Whites such as Grenache Blanc, Chardonnay, Marsanne, and Picquepoul feature in the coastal areas. Sparkling wine makers from the Limoux appellation in the West of Languedoc just smile when they mention that their ancestors were making Blanquette and Cremant (regional sparkling wines) a century before the monks in Champagne. Mon Dieu!
Wine producers are farmers first, and there is nothing like bouncing around a vineyard with them in a dusty pickup to be reminded of that fact. Growers talk about their vines (some of them generations old) like the living things they are, and you are reminded that wine is just the end result of all their hard work.

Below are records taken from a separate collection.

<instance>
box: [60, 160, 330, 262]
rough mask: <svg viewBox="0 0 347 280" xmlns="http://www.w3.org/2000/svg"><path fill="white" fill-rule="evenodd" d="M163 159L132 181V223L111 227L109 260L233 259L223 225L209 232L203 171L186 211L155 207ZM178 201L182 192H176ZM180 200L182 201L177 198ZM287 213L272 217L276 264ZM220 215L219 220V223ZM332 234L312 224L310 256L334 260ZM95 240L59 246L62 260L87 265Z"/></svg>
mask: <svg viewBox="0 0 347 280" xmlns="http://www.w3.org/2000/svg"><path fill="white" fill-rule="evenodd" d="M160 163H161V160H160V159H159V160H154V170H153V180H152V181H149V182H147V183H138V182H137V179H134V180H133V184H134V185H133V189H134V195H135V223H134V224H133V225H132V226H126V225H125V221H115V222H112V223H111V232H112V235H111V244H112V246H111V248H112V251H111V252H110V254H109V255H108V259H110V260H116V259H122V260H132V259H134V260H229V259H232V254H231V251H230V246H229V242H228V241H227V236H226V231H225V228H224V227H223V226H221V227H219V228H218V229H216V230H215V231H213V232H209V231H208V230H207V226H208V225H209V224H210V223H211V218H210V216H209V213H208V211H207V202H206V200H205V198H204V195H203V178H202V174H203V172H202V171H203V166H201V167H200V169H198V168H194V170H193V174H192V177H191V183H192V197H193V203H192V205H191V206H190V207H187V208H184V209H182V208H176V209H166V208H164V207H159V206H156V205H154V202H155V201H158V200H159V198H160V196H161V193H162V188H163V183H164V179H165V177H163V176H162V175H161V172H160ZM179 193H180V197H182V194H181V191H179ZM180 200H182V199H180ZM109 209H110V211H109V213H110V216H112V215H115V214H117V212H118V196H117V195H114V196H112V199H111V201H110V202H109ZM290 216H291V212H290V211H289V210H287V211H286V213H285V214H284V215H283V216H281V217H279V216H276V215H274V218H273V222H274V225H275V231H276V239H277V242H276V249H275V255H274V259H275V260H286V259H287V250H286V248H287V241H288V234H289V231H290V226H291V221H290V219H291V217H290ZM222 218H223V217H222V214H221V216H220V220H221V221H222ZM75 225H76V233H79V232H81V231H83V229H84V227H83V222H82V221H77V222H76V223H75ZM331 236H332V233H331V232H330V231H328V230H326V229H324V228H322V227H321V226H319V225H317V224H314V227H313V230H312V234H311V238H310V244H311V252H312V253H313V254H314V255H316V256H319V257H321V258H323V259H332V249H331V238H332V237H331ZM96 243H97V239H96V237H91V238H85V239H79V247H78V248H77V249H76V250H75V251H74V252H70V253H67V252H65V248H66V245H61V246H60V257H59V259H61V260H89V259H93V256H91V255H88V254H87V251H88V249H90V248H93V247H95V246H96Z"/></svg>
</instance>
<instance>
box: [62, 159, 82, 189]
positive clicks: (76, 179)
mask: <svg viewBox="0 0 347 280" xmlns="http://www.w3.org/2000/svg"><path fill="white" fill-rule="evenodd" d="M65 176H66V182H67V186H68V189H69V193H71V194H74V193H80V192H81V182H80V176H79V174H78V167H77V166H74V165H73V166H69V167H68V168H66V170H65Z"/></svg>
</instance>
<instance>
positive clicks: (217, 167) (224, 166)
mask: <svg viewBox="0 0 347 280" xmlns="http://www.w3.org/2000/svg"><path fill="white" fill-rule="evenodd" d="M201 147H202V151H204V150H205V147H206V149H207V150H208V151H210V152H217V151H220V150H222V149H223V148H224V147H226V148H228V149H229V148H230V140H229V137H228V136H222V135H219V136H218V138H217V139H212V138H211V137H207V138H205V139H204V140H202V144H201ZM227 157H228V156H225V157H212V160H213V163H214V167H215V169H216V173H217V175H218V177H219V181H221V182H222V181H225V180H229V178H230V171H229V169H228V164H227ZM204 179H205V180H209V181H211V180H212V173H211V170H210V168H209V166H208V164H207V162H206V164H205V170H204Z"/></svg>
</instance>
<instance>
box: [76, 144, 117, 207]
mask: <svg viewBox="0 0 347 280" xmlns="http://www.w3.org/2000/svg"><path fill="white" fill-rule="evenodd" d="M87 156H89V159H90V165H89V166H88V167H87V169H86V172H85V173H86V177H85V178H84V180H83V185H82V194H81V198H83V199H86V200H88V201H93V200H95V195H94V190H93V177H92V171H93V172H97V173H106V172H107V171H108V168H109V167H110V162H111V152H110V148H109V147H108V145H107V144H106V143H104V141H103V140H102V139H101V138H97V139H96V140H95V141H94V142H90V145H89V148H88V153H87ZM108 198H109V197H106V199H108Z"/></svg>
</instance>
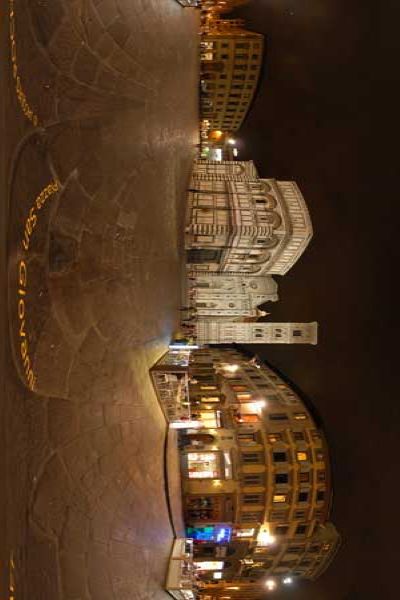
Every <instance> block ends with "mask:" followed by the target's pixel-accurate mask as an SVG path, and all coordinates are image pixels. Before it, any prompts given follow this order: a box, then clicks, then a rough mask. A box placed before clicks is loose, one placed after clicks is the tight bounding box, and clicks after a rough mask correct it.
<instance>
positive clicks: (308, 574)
mask: <svg viewBox="0 0 400 600" xmlns="http://www.w3.org/2000/svg"><path fill="white" fill-rule="evenodd" d="M176 352H177V351H176ZM176 356H177V357H178V356H179V355H178V354H177V355H176ZM177 360H180V359H179V358H177ZM164 362H165V360H164ZM166 362H167V364H169V363H170V361H166ZM186 362H187V365H186V366H184V365H180V369H183V371H184V372H185V373H186V375H187V377H188V396H187V398H188V402H189V405H190V425H188V426H187V428H186V429H185V431H184V433H183V434H182V436H181V472H182V492H183V510H184V518H185V523H186V529H187V536H188V537H190V538H192V539H193V540H194V543H193V554H194V561H195V562H194V564H195V568H196V571H197V575H198V578H199V581H200V586H201V587H200V591H201V596H202V598H203V600H207V598H208V600H210V598H211V599H214V598H219V597H224V596H225V597H226V596H227V595H228V596H230V597H232V598H234V597H236V598H238V599H239V598H249V599H254V600H255V599H256V598H261V597H264V595H265V591H266V585H267V586H272V587H271V589H273V588H274V587H279V586H284V585H289V584H290V582H291V581H293V580H294V579H296V578H306V579H312V580H313V579H316V578H317V577H319V575H320V574H321V573H322V572H323V571H324V570H325V569H326V568H327V567H328V566H329V564H330V562H331V561H332V559H333V558H334V556H335V553H336V551H337V549H338V547H339V544H340V537H339V534H338V533H337V531H336V529H335V527H334V525H333V524H332V523H331V521H330V520H329V517H330V511H331V500H332V485H331V474H330V463H329V451H328V447H327V444H326V440H325V437H324V434H323V432H322V431H321V429H320V427H318V426H317V424H316V422H315V421H314V419H313V416H312V414H311V413H310V411H309V409H308V408H307V406H306V405H305V404H304V402H303V401H302V399H301V398H300V397H299V395H298V394H297V393H296V392H295V391H294V390H293V389H292V388H291V387H290V385H288V384H287V383H286V382H285V381H284V380H283V379H282V378H281V377H279V376H278V375H277V373H275V372H274V371H273V370H272V369H270V368H269V367H267V366H265V365H260V364H257V365H255V364H254V361H251V360H249V359H248V358H247V357H246V356H245V355H244V354H242V353H240V352H238V351H237V350H233V349H220V348H215V347H212V348H203V349H198V350H194V351H192V352H190V356H189V353H188V359H187V361H186ZM156 368H158V369H159V373H160V372H161V370H162V365H161V366H160V367H156Z"/></svg>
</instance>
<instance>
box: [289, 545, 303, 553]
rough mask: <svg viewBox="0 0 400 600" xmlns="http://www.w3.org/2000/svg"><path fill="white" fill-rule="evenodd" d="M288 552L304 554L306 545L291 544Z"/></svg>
mask: <svg viewBox="0 0 400 600" xmlns="http://www.w3.org/2000/svg"><path fill="white" fill-rule="evenodd" d="M286 552H287V553H288V554H302V553H303V552H304V546H289V548H288V549H287V550H286Z"/></svg>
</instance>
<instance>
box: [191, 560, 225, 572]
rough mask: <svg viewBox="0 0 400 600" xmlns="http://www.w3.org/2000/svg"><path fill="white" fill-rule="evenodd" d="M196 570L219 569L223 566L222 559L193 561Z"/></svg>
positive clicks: (223, 566)
mask: <svg viewBox="0 0 400 600" xmlns="http://www.w3.org/2000/svg"><path fill="white" fill-rule="evenodd" d="M193 565H194V568H195V569H196V571H219V570H220V569H223V568H224V563H223V561H222V560H202V561H197V562H194V563H193Z"/></svg>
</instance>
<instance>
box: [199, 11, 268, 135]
mask: <svg viewBox="0 0 400 600" xmlns="http://www.w3.org/2000/svg"><path fill="white" fill-rule="evenodd" d="M202 33H203V35H202V39H201V66H200V70H201V84H202V93H201V98H200V101H201V116H202V118H204V119H207V120H208V122H209V129H210V131H213V130H221V131H230V132H234V131H237V130H238V129H239V127H240V125H241V123H242V122H243V119H244V118H245V116H246V114H247V111H248V110H249V107H250V104H251V102H252V100H253V97H254V94H255V91H256V87H257V83H258V79H259V76H260V71H261V64H262V57H263V47H264V39H263V36H262V35H261V34H259V33H255V32H253V31H248V30H247V29H245V27H244V22H243V21H242V20H241V19H211V20H208V21H207V24H206V25H205V27H204V28H203V32H202Z"/></svg>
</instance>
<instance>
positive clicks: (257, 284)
mask: <svg viewBox="0 0 400 600" xmlns="http://www.w3.org/2000/svg"><path fill="white" fill-rule="evenodd" d="M277 288H278V286H277V284H276V282H275V281H274V280H273V279H272V277H270V276H269V275H266V276H264V277H251V276H248V275H241V274H240V273H232V274H227V275H225V274H223V273H204V274H198V275H197V276H193V277H192V279H191V287H190V300H191V304H192V305H193V307H195V308H196V311H197V312H196V315H197V319H198V320H203V319H212V320H214V319H218V320H219V319H238V318H240V317H258V316H261V311H260V310H259V309H258V308H257V307H258V306H259V305H260V304H262V303H264V302H276V301H277V300H278V293H277ZM264 314H265V313H264Z"/></svg>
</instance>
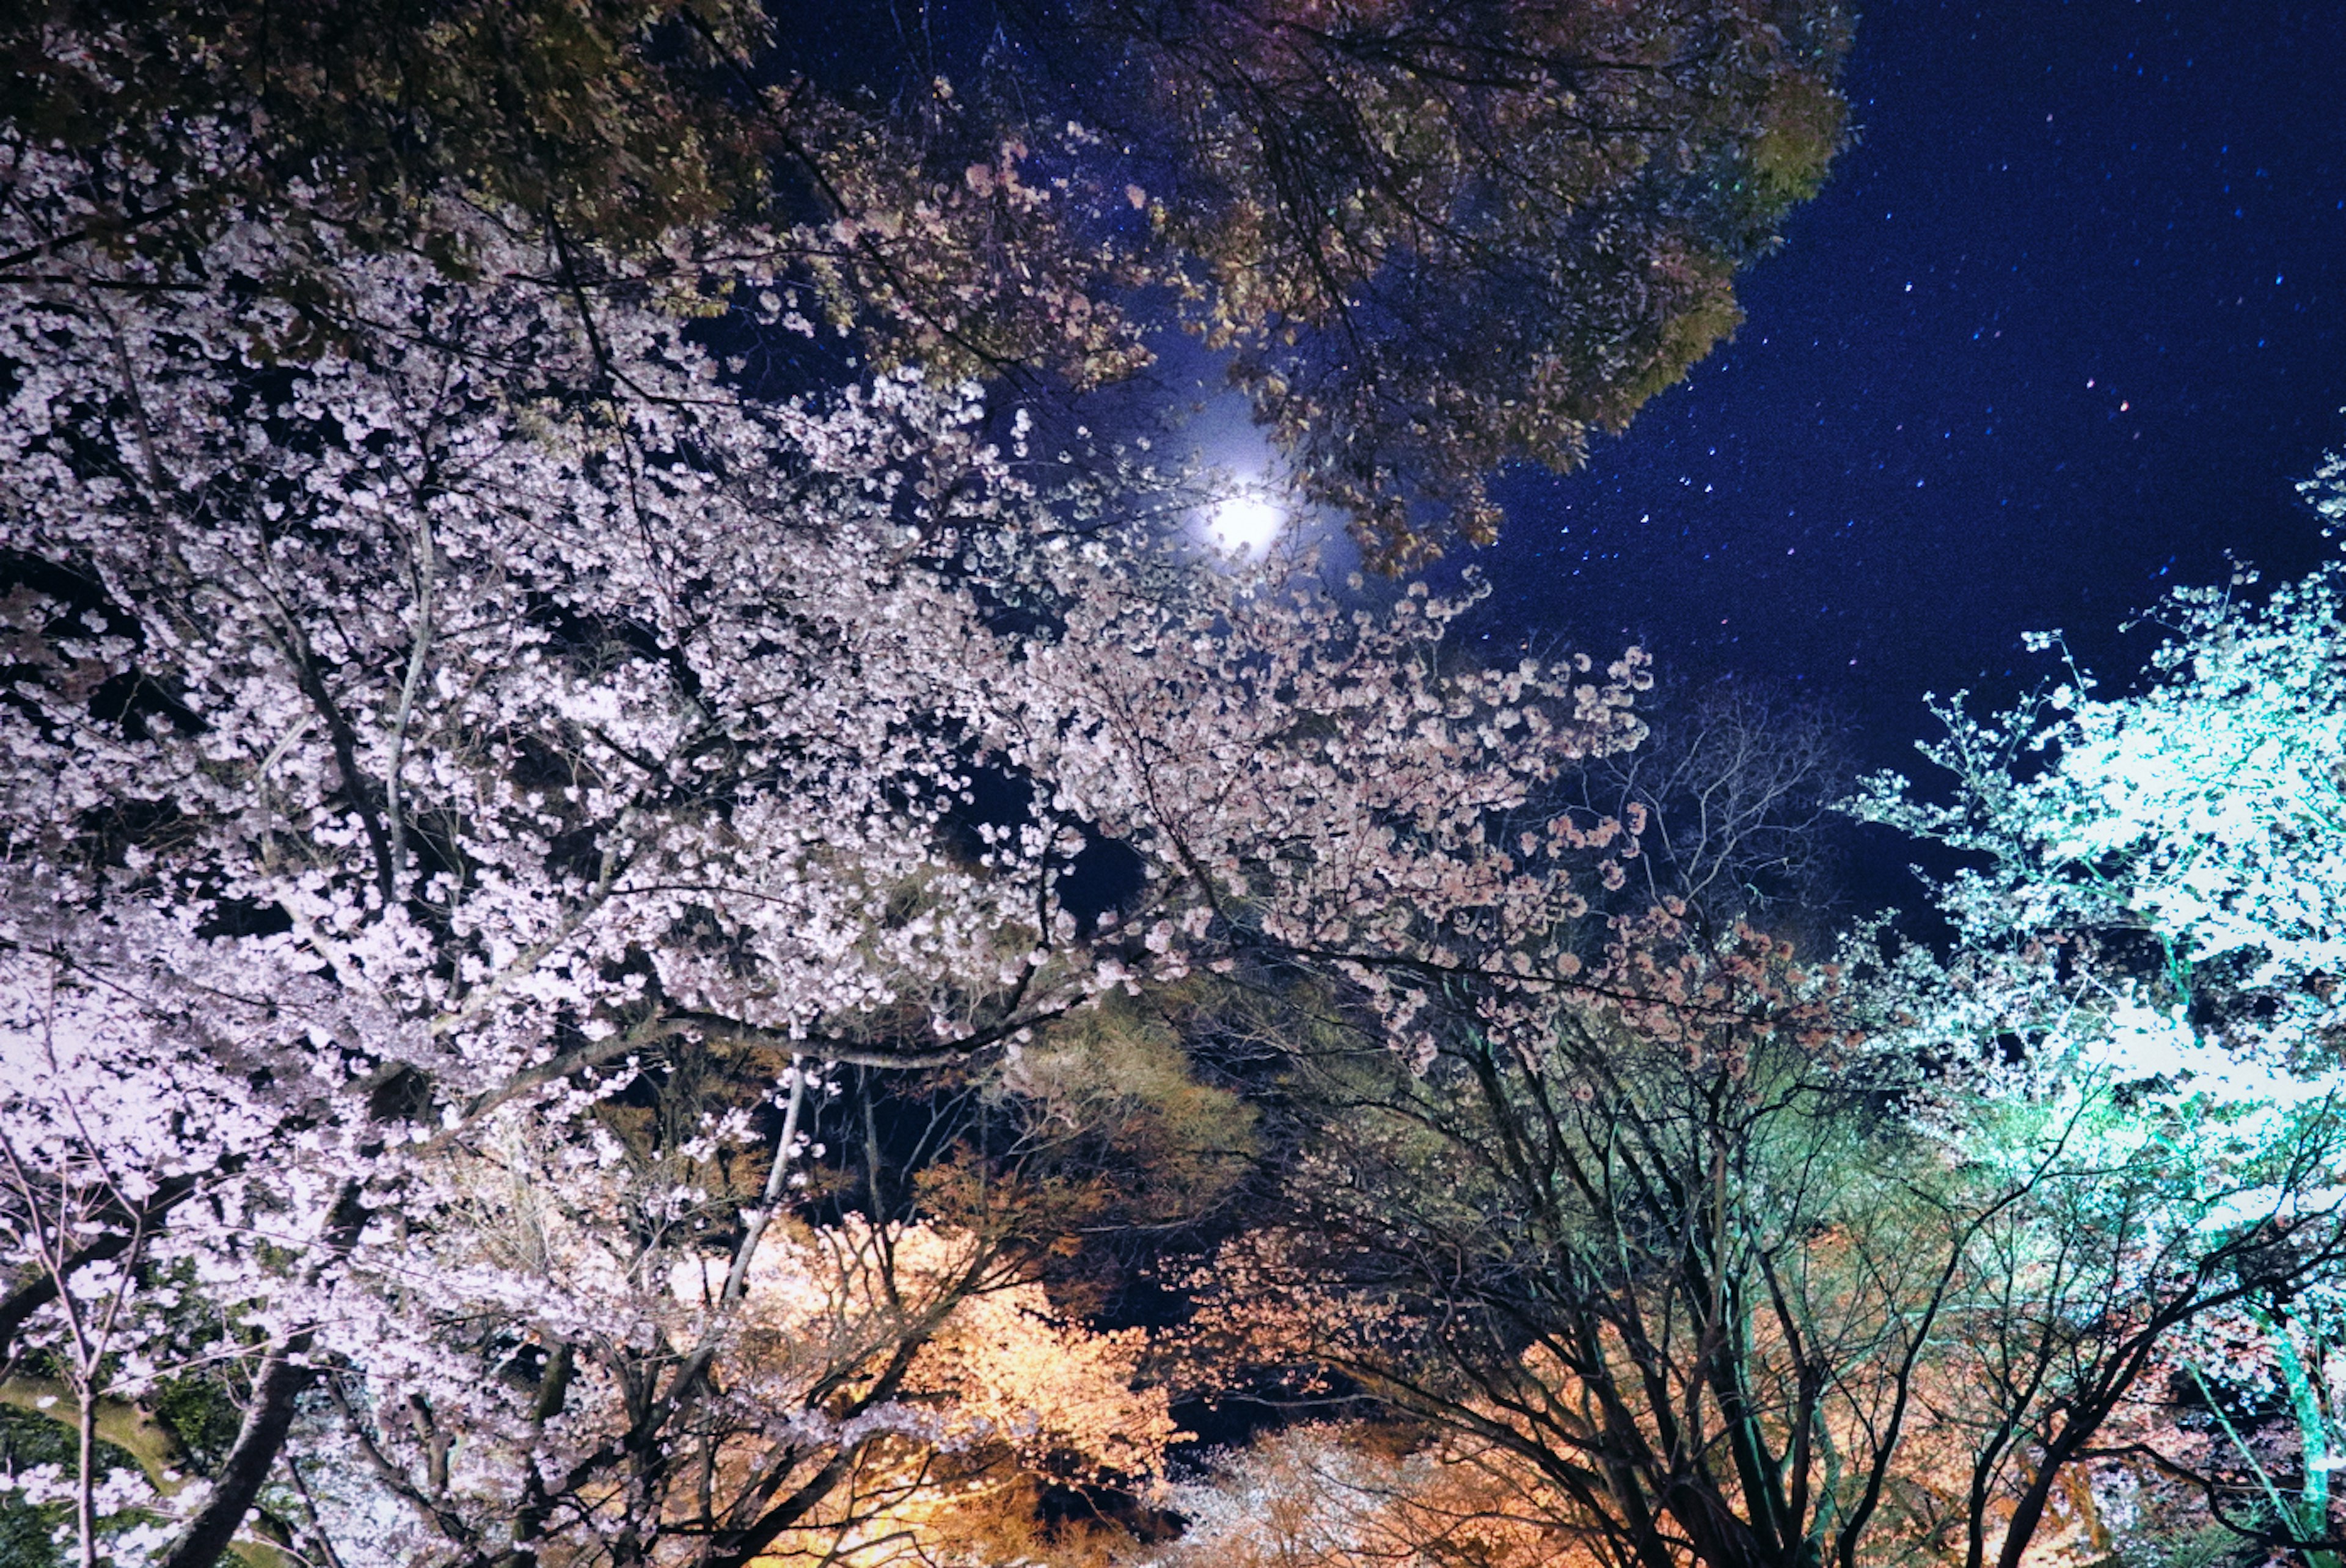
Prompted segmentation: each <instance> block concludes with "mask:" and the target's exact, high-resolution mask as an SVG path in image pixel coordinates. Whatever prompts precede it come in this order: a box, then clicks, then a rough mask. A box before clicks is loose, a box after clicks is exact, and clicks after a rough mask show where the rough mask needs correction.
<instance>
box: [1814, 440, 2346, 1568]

Languedoc is rightfully proud of its wine heritage. Greeks and Romans were growing grapes in the region over two thousand years ago. It’s not uncommon for growers to discover ancient shards of pottery or even complete clay amphorae (wine vessels) in local soil. Over centuries, the wines of Languedoc became prized for their quality.
Then came the Industrial Revolution and something new: a middle class. Languedoc responded to the huge demand by producing ever more wine–eventually trading quality for quantity. Nice for the thirsty masses in Paris– not so nice for Languedoc’s historic reputation.
But times changed, and with them, peoples’ tastes. The public began to expect more than generic plonk (vin de table) from big coops. That expectation opened the door for small growers to start making their own wines—wines (many of them organic) with tradition and quality.
A sort of wine renaissance came over Languedoc. Today it is a treasure chest of regional varietals produced in authentic style by wine makers with an abiding passion for their land.